Wow. Ich war enttäuscht. Zu Beginn hatte ich gedacht, dieser Typ wäre gar nicht mal so schlecht, doch nun benahm er sich schrecklich. Seine Augen strahlten kein bisschen Unsicherheit mehr aus, sondern vielmehr eine Art der Selbstzufriedenheit. Der Selbstverliebtheit.
Ich war überrascht als ich bemerkte, dass dennoch Adira neben mir auflachte. Sie war so verliebt in ihn.
"Dankeschön für dieses Interview, Eure Hochheit. Das haben sie ausgezeichnet gesagt und ich denke ich spreche im Namen Illéas wenn ich Ihnen das größtmögliche Glück auf der Suche nach Ihrer Prinzessin wünsche."
"Dankeschön, Lucian."
"Lasst uns nun die 35 jungen Ladies offenbaren, die das Glück haben in den Palast einziehen zu dürfen. Ladies und Gentlemen, hier sind die zukünftigen Töchter Illéas.
Der Bildschirm wurde nun fast komplett von dem nationalen Emblem bedeckt mit Ausnahme eines kleinen Rechteckes in der oberen rechten Ecke. Dort war Aramis zu sehen. So konnte ganz Illéa seine Reaktion auf die Mädchen mitverfolgen.

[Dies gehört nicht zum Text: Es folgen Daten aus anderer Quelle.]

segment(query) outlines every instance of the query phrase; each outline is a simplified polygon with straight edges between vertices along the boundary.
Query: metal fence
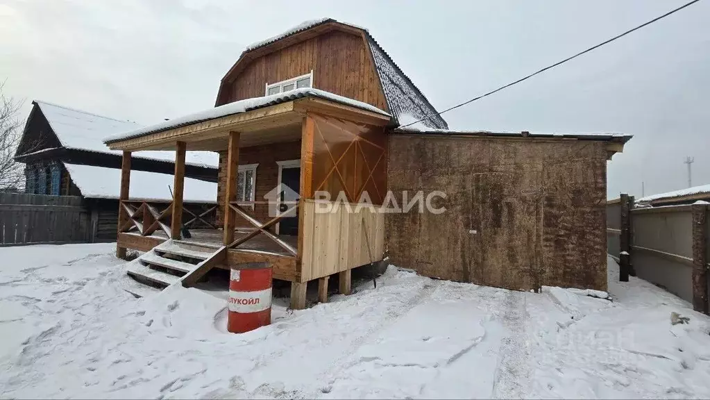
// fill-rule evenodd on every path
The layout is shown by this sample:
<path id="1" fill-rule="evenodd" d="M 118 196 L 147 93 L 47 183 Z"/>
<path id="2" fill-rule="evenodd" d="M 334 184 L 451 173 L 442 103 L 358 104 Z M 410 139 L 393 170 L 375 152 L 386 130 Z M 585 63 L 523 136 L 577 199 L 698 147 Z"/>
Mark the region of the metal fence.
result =
<path id="1" fill-rule="evenodd" d="M 620 279 L 626 269 L 707 313 L 709 210 L 706 204 L 635 208 L 624 195 L 607 202 L 607 250 L 620 262 Z"/>
<path id="2" fill-rule="evenodd" d="M 80 197 L 0 193 L 0 247 L 92 242 L 92 232 Z"/>

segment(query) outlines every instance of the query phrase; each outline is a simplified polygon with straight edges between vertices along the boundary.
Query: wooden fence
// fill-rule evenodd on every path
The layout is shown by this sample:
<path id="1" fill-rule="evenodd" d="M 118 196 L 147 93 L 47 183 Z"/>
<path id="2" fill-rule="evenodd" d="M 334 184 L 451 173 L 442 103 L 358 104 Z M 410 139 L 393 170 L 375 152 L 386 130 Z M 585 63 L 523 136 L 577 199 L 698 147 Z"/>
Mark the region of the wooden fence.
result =
<path id="1" fill-rule="evenodd" d="M 0 193 L 0 246 L 85 243 L 92 232 L 80 197 Z"/>
<path id="2" fill-rule="evenodd" d="M 626 195 L 607 202 L 607 250 L 619 261 L 619 279 L 635 275 L 707 314 L 709 210 L 707 204 L 637 208 Z"/>

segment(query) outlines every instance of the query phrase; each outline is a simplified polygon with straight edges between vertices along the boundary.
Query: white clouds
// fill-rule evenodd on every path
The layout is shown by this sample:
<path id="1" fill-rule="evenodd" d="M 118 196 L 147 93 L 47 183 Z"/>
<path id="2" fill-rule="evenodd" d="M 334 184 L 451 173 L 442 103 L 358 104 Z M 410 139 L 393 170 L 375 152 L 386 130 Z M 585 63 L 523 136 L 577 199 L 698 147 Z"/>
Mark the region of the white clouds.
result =
<path id="1" fill-rule="evenodd" d="M 441 109 L 677 4 L 0 0 L 0 80 L 16 97 L 150 123 L 212 105 L 247 44 L 332 16 L 369 28 Z M 445 117 L 453 129 L 635 134 L 609 163 L 611 193 L 639 192 L 642 180 L 647 195 L 682 188 L 686 155 L 697 156 L 694 182 L 709 183 L 710 161 L 700 156 L 710 126 L 709 13 L 699 2 Z"/>

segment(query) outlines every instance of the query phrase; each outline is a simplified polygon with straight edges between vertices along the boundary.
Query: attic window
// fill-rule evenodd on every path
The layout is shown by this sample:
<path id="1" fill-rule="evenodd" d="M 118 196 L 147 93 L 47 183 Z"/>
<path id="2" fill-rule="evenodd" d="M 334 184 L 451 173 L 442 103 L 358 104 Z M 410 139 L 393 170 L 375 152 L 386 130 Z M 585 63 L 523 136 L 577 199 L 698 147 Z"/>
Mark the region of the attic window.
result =
<path id="1" fill-rule="evenodd" d="M 313 70 L 311 70 L 310 73 L 305 75 L 282 80 L 276 83 L 267 83 L 266 95 L 278 94 L 302 87 L 313 87 Z"/>

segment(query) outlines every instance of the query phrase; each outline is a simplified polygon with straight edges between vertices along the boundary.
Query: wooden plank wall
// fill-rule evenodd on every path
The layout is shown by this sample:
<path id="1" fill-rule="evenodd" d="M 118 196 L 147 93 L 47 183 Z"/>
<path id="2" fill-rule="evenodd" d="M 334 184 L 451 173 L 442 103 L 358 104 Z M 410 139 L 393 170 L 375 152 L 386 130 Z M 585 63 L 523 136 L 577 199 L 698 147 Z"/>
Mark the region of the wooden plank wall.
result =
<path id="1" fill-rule="evenodd" d="M 382 259 L 384 215 L 379 207 L 305 199 L 301 281 Z M 332 207 L 329 212 L 317 208 Z M 324 210 L 324 208 L 320 208 Z"/>
<path id="2" fill-rule="evenodd" d="M 219 152 L 219 173 L 217 180 L 217 223 L 221 227 L 224 223 L 224 193 L 226 188 L 226 150 Z M 263 201 L 264 195 L 278 183 L 278 164 L 276 161 L 297 160 L 301 156 L 301 142 L 290 141 L 273 143 L 262 146 L 252 146 L 239 148 L 239 165 L 258 164 L 256 167 L 256 190 L 254 200 Z M 260 221 L 268 220 L 268 205 L 255 206 L 254 217 Z M 251 225 L 237 216 L 238 227 L 251 227 Z"/>
<path id="3" fill-rule="evenodd" d="M 0 246 L 91 238 L 91 215 L 81 198 L 0 193 Z"/>
<path id="4" fill-rule="evenodd" d="M 591 141 L 391 135 L 388 179 L 447 194 L 385 216 L 392 262 L 507 288 L 606 290 L 606 153 Z M 411 196 L 410 196 L 411 198 Z"/>
<path id="5" fill-rule="evenodd" d="M 381 126 L 355 124 L 310 114 L 312 135 L 314 191 L 340 193 L 356 202 L 366 192 L 373 204 L 381 205 L 387 192 L 387 135 Z M 302 193 L 313 198 L 312 193 Z"/>
<path id="6" fill-rule="evenodd" d="M 334 31 L 251 62 L 231 82 L 219 104 L 259 97 L 266 85 L 313 70 L 313 87 L 388 109 L 377 71 L 361 36 Z"/>

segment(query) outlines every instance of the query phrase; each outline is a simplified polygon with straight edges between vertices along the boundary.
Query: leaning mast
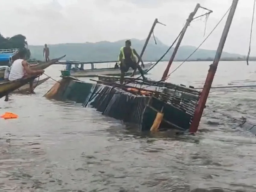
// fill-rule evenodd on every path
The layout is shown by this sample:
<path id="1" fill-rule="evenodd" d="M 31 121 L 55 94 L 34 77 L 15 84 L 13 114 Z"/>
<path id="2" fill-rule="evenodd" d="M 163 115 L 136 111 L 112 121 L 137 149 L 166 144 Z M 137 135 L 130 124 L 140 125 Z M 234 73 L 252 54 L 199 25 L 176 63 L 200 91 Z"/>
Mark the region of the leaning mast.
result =
<path id="1" fill-rule="evenodd" d="M 219 61 L 220 61 L 221 54 L 222 53 L 223 48 L 226 41 L 227 36 L 229 31 L 238 2 L 238 0 L 233 0 L 232 3 L 232 5 L 222 32 L 222 35 L 220 38 L 219 46 L 216 52 L 213 63 L 210 65 L 210 69 L 199 99 L 198 104 L 195 111 L 193 121 L 189 127 L 189 131 L 190 133 L 196 132 L 198 129 L 199 123 L 201 119 L 201 118 L 202 117 L 204 109 L 205 106 L 209 92 L 214 78 L 214 76 L 218 67 Z"/>

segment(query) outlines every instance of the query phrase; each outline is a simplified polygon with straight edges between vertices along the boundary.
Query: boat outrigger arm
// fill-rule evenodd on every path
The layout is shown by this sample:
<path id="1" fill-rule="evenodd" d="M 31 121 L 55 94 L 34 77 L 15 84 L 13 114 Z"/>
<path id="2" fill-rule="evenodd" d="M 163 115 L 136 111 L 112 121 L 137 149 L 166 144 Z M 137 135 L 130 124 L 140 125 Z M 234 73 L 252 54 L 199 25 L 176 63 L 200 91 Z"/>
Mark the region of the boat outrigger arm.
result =
<path id="1" fill-rule="evenodd" d="M 142 58 L 142 56 L 143 56 L 143 54 L 144 54 L 144 52 L 145 52 L 145 50 L 146 49 L 146 48 L 147 47 L 148 44 L 148 42 L 149 41 L 149 39 L 150 39 L 150 37 L 151 37 L 151 36 L 152 34 L 153 34 L 153 36 L 154 36 L 154 29 L 155 28 L 156 25 L 157 23 L 159 23 L 161 25 L 164 25 L 164 26 L 166 26 L 166 25 L 165 25 L 164 24 L 158 21 L 158 20 L 157 18 L 156 18 L 155 19 L 155 20 L 154 21 L 154 22 L 152 25 L 152 26 L 151 27 L 151 28 L 150 29 L 150 30 L 149 31 L 149 33 L 148 33 L 148 37 L 146 39 L 146 41 L 145 42 L 145 43 L 144 44 L 144 45 L 143 45 L 143 48 L 142 48 L 142 50 L 141 50 L 141 52 L 140 53 L 140 54 L 139 55 L 141 58 Z M 154 38 L 155 38 L 154 36 Z M 134 75 L 135 73 L 136 73 L 136 70 L 137 69 L 136 69 L 134 71 L 133 71 L 133 73 L 132 75 Z"/>

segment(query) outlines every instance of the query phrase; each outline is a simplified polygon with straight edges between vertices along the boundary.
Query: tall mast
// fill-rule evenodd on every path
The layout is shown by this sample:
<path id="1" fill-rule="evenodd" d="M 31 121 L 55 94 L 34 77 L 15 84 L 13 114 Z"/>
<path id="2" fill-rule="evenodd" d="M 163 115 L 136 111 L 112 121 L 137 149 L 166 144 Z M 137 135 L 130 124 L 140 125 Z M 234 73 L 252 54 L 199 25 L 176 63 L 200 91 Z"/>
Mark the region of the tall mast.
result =
<path id="1" fill-rule="evenodd" d="M 143 54 L 144 54 L 144 52 L 145 52 L 145 50 L 146 49 L 146 48 L 147 47 L 147 46 L 148 45 L 148 42 L 149 41 L 149 39 L 150 39 L 150 37 L 151 36 L 151 35 L 152 35 L 153 32 L 154 32 L 154 29 L 155 28 L 155 27 L 157 24 L 158 23 L 160 23 L 163 25 L 165 26 L 165 25 L 164 24 L 163 24 L 162 23 L 158 21 L 158 20 L 157 18 L 155 19 L 155 20 L 153 23 L 153 24 L 152 25 L 152 26 L 151 27 L 151 28 L 150 29 L 150 30 L 149 31 L 149 33 L 148 33 L 148 37 L 146 39 L 146 41 L 145 42 L 145 43 L 144 44 L 144 46 L 143 46 L 143 48 L 142 48 L 142 50 L 141 50 L 141 52 L 140 53 L 140 55 L 141 58 L 142 57 L 142 56 L 143 56 Z M 135 73 L 136 70 L 136 69 L 135 69 L 133 71 L 133 74 L 134 74 Z"/>
<path id="2" fill-rule="evenodd" d="M 148 37 L 147 37 L 147 39 L 146 39 L 146 41 L 145 42 L 145 43 L 144 44 L 144 46 L 143 46 L 143 48 L 142 48 L 142 50 L 141 51 L 141 53 L 140 53 L 140 56 L 141 57 L 142 57 L 143 54 L 144 54 L 144 52 L 145 52 L 145 50 L 146 49 L 146 48 L 147 47 L 147 45 L 148 45 L 148 42 L 149 41 L 149 39 L 150 39 L 150 37 L 151 36 L 151 35 L 154 32 L 154 29 L 155 29 L 156 25 L 157 23 L 158 23 L 164 25 L 164 24 L 158 22 L 157 19 L 155 19 L 155 20 L 154 21 L 154 23 L 153 23 L 153 24 L 152 25 L 151 29 L 150 29 L 150 30 L 149 31 L 149 33 L 148 33 Z"/>
<path id="3" fill-rule="evenodd" d="M 178 51 L 178 49 L 179 48 L 179 47 L 180 45 L 180 43 L 181 42 L 182 39 L 183 39 L 183 37 L 184 36 L 184 35 L 185 34 L 185 33 L 186 32 L 186 31 L 187 30 L 187 29 L 188 28 L 188 27 L 189 26 L 189 24 L 190 23 L 191 23 L 191 22 L 193 20 L 193 17 L 194 17 L 194 16 L 195 16 L 195 14 L 196 13 L 197 10 L 198 10 L 198 9 L 200 7 L 200 4 L 198 3 L 197 4 L 194 11 L 190 13 L 190 14 L 189 14 L 189 18 L 187 20 L 187 21 L 186 22 L 186 23 L 185 24 L 185 25 L 184 26 L 184 27 L 182 29 L 182 31 L 180 34 L 180 35 L 179 38 L 179 40 L 178 40 L 177 44 L 176 45 L 176 46 L 175 46 L 175 48 L 174 49 L 173 52 L 173 53 L 171 57 L 171 58 L 170 58 L 170 60 L 169 60 L 169 62 L 168 63 L 168 65 L 167 65 L 167 67 L 166 67 L 166 69 L 165 69 L 165 70 L 164 71 L 164 73 L 163 74 L 163 76 L 162 77 L 162 81 L 165 80 L 165 79 L 166 78 L 166 77 L 167 76 L 167 75 L 168 74 L 168 73 L 169 72 L 169 70 L 170 70 L 170 68 L 171 67 L 171 65 L 174 60 L 175 56 L 176 55 L 176 53 L 177 53 L 177 51 Z"/>
<path id="4" fill-rule="evenodd" d="M 194 114 L 193 121 L 189 127 L 189 132 L 195 133 L 197 131 L 199 123 L 201 119 L 204 109 L 206 103 L 207 98 L 209 95 L 214 76 L 216 72 L 218 64 L 220 58 L 223 47 L 226 41 L 226 39 L 229 31 L 232 20 L 234 17 L 238 0 L 233 0 L 232 5 L 229 11 L 229 14 L 227 18 L 225 26 L 222 32 L 219 46 L 216 52 L 213 63 L 210 65 L 210 69 L 206 77 L 204 85 L 202 91 L 198 104 L 196 107 Z"/>

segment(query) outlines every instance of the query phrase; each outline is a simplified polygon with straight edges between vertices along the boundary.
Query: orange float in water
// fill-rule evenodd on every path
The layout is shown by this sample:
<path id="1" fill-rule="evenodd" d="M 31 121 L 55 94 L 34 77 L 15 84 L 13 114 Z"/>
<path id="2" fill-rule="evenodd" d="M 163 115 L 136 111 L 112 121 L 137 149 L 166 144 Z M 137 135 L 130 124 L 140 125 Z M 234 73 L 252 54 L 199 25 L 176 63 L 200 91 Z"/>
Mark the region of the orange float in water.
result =
<path id="1" fill-rule="evenodd" d="M 127 88 L 127 90 L 133 92 L 135 92 L 136 93 L 139 92 L 139 90 L 136 88 Z M 140 91 L 139 92 L 141 94 L 144 95 L 146 96 L 149 96 L 152 93 L 152 92 L 150 91 L 142 90 Z"/>
<path id="2" fill-rule="evenodd" d="M 1 115 L 0 117 L 5 119 L 17 119 L 18 118 L 18 116 L 12 113 L 6 112 L 3 115 Z"/>

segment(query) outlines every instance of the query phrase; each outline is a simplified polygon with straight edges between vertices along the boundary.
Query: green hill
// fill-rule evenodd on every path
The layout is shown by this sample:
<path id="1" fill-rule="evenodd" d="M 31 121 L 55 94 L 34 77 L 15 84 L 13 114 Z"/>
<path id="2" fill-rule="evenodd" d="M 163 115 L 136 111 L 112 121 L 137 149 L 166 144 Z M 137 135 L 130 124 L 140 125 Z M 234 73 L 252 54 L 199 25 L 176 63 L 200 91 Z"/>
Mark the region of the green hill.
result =
<path id="1" fill-rule="evenodd" d="M 138 53 L 140 53 L 145 42 L 145 40 L 136 39 L 131 39 L 132 47 Z M 75 60 L 81 61 L 98 61 L 116 60 L 117 59 L 120 48 L 123 46 L 125 40 L 114 42 L 101 41 L 96 43 L 86 42 L 82 43 L 65 43 L 49 45 L 50 57 L 53 58 L 66 54 L 66 60 Z M 168 49 L 169 46 L 157 39 L 157 45 L 151 38 L 143 56 L 145 60 L 156 60 L 160 58 Z M 167 43 L 167 42 L 166 42 Z M 170 42 L 170 44 L 171 42 Z M 43 59 L 43 46 L 30 45 L 31 58 L 41 60 Z M 183 60 L 186 58 L 196 48 L 190 46 L 181 46 L 179 49 L 175 60 Z M 164 58 L 168 60 L 173 51 L 171 49 Z M 199 49 L 190 57 L 191 60 L 206 59 L 214 57 L 216 51 Z M 223 52 L 222 57 L 237 58 L 243 57 L 243 55 Z"/>

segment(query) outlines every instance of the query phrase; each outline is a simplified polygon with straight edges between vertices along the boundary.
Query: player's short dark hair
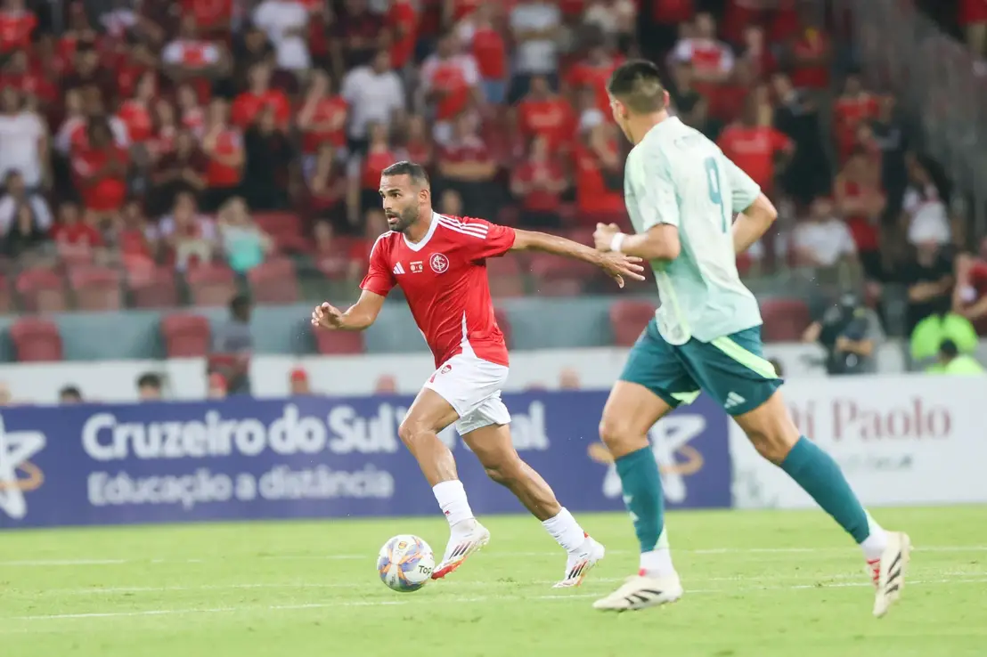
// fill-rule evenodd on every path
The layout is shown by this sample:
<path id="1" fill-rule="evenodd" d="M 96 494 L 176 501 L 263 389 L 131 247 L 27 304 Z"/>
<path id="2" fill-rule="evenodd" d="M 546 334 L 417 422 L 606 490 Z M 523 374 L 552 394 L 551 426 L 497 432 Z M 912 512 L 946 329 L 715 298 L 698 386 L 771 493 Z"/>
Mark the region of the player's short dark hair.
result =
<path id="1" fill-rule="evenodd" d="M 427 187 L 429 184 L 428 172 L 425 171 L 425 168 L 416 162 L 409 162 L 408 160 L 395 162 L 393 165 L 382 171 L 380 175 L 407 176 L 412 179 L 412 182 L 419 187 Z"/>
<path id="2" fill-rule="evenodd" d="M 161 390 L 161 377 L 154 372 L 145 372 L 137 379 L 137 388 L 153 388 Z"/>
<path id="3" fill-rule="evenodd" d="M 661 72 L 645 59 L 632 59 L 618 66 L 610 76 L 607 91 L 638 114 L 649 114 L 665 107 Z"/>

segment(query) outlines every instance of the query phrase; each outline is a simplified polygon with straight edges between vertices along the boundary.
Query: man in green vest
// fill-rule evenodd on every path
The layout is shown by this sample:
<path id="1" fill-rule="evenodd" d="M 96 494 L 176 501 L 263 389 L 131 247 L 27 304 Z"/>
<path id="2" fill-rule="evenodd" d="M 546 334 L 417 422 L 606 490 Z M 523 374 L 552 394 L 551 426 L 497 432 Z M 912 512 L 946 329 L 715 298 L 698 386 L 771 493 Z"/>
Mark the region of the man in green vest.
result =
<path id="1" fill-rule="evenodd" d="M 983 376 L 983 366 L 972 356 L 959 353 L 956 343 L 943 340 L 939 345 L 939 362 L 929 367 L 929 374 L 949 374 L 953 376 Z"/>

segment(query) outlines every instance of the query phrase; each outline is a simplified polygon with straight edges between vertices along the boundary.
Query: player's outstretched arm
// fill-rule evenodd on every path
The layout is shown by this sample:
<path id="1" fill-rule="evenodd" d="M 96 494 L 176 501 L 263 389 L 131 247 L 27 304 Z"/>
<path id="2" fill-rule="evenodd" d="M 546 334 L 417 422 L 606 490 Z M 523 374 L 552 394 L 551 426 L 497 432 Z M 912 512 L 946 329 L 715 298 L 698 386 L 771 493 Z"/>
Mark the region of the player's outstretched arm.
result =
<path id="1" fill-rule="evenodd" d="M 593 242 L 598 251 L 630 254 L 645 260 L 674 260 L 682 251 L 678 228 L 672 224 L 657 224 L 637 235 L 621 233 L 617 224 L 596 224 Z"/>
<path id="2" fill-rule="evenodd" d="M 645 267 L 640 264 L 640 257 L 624 254 L 604 254 L 578 242 L 548 233 L 515 230 L 514 244 L 510 251 L 543 251 L 583 260 L 606 271 L 621 287 L 624 287 L 625 277 L 645 280 Z"/>
<path id="3" fill-rule="evenodd" d="M 778 218 L 778 210 L 763 193 L 733 222 L 733 253 L 742 254 L 768 232 Z"/>
<path id="4" fill-rule="evenodd" d="M 377 319 L 384 306 L 384 297 L 363 290 L 360 298 L 346 312 L 329 302 L 316 306 L 312 311 L 312 326 L 335 330 L 363 330 Z"/>

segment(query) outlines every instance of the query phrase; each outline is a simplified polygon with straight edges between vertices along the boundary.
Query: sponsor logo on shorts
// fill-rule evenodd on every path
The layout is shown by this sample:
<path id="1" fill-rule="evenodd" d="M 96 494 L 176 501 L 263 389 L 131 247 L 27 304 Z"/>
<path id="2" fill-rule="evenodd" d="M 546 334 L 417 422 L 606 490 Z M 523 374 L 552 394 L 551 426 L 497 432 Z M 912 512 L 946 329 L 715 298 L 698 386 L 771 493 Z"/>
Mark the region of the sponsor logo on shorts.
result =
<path id="1" fill-rule="evenodd" d="M 442 254 L 432 254 L 431 257 L 428 258 L 428 266 L 435 273 L 443 273 L 449 268 L 449 258 Z"/>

"Ich glaube, ich hab vergessen wie man atmet." Adira schnappte laut nach Luft. "Ella, lass meine Hand bitte nicht los, ja?"
"Natürlich nicht." ich nickte ihr liebevoll zu.
Mittlerweile hatte sich mein Hoffnungsschimmer fast gänzlich aufgelöst und ein Teil von mir wollte schon gar nicht mehr Teil der Selection werden. Diesen arroganten Prinzen wollte ich gar nicht erst kennenlernen. Ich würde mit ihm ohnehin nicht klarkommen und nach einigen wenigen Tagen schon wieder aus dem Palast geschickt werden.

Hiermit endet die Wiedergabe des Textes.